Based Remote Access Vpn Password System To Improve The Kerberos Authentication Protocol

At the present,many enterprises have set up their internal network. In the internal network,the employee can access the Internet through firewall or proxy,exchange files,work with OA system,etc. The employees need to access the internal network not only in the office,but at home or other cities. The VPN (virtual private network) technology was developed to solve this problem.There are three kinds of VPN (Virtual Private Network),Access VPN,Intranet VPN and Extranet VPN. This dissertation studies Access VPN and its concerned technology. The primary research contents are summarized as follows:1. VPN cryptographical system is concerned with cryptographical technology,authentication technology and VPN implementation protocols. Symmetrical cryptographical algorithms,Non-Symmetrical cryptographical algorithms and Domestic cryptographical algorithms are discussed. Several authentication methods are discussed,and Several VPN implementation protocols that include PPTP/L2TP protocol,IPSec protocol,SOCKS protocol and MPLS protocol are discussed. To implement Access VPN,this dissertation use SOCKS protocol,Kerberos Protocol and domestic cryptographical algorithm.2. This dissertation introduces the theory of Kerberos protocol and points out its limitation. To prevent password-guessing attack,we propose a two-factor Kerberos protocol that combines the user's password and his usb-interface card's serial number to generate the user's private key that was used to authenticate the user's identity.3. This dissertation proposes a CA-based Kerberos protocol,the protocol authenticate the user's identity not by the user's private key,but by the user's certificate.
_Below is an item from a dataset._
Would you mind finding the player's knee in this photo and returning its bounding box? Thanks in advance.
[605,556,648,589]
This protocol extends Kerberos ability to authenticate a large amount of users.4. This dissertation introduces SOCKS protocol and GSS-API protocol that are used to implement Access VPN. Furthermore,this dissertation extends SOCKS protocol to enhance its function.5. This dissertation implements an Access VPN cryptographical system and illustrates an application example. Futhermore,there are more research work need to be done,include incorporating with IPSec protocol and firewall technology.